It's Not All Good News for Magazine Publishers
Sometimes I just have to put the tequila aside and deliver a sobering report to the industry to offset some irrational exuberance. I do this because I love the magazine media industry, and I don't want anyone to misinterpret the facts and true conditions of our industry.
First, we are not dead, dying or otherwise crippled into irrelevance. Print will be around for generations to come and be loved and cherished by many. That being said, whatever you read elsewhere, we are still and continue to be in a position of readjustment and weight loss. We are no longer the dominant player we once were.
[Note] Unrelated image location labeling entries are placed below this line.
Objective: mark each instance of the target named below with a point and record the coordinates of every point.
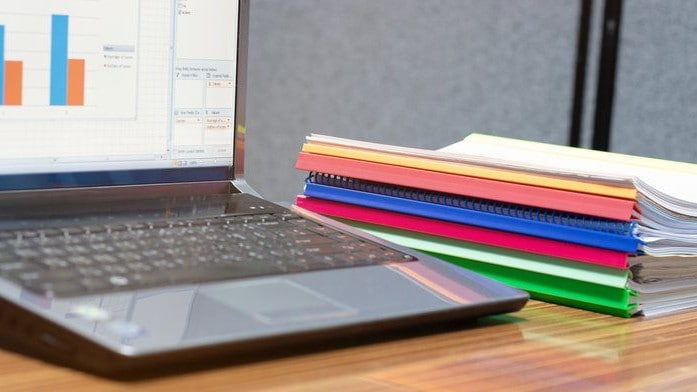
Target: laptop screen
(101, 92)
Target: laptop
(129, 239)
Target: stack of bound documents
(601, 231)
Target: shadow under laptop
(400, 335)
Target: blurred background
(425, 73)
Sure there are more magazines than ever before, but that notation is irrelevant when you consider the fact that we continue to sell fewer and fewer magazines year in and year out. And revenue, despite many singular and quite excellent print successes, continues to decline in the industry. The pinnacle for magazines based on quantity is long gone and a decade in the past.
Here is a note from Kantar Media that is worth interpretation: Expenditures in Consumer Magazines as calculated by rate card prices rose 2.6 percent but advertising pages were down 1.9 percent. Please note the important proviso that the data is calculated on rate card prices and not actual revenue.
I have stated many times that aggregated data doesn't reflect single titles and that there are many successes that we can and should be proud of as an industry. But those are singular cases and NOT reflective of the industry as a whole. I do believe there is a bottom line somewhere where printed products will do just fine, but we aren't anywhere near that moment.
I am also beginning to think that thinking of ourselves as the magazine industry or perhaps even as the magazine media industry is misleading terminology. There are no two companies alike anymore. All our revenue streams are inconsistently different and contain few actual commonalities.
We still measure success the old fashioned way; that is, with dollars earned. But we are no longer all just printing magazines for a profit. Large or small we all still make money with words, but they are distributed in hundreds if not thousands of different revenue producing ways. Hearst isn't a cookie cutter of Conde Nast and Odgen Media isn't run or distributed the same as AIM Media.
I think the best that can be said of us now is that we are cousins from the same family tree, but going our separate ways. Some of us will perish and others of us will thrive as never before. But success and failure will be delivered under unique and singular conditions, not as an industry, but as individuals, separate but equal in the eyes of Darwin's publishing law of adapt or die.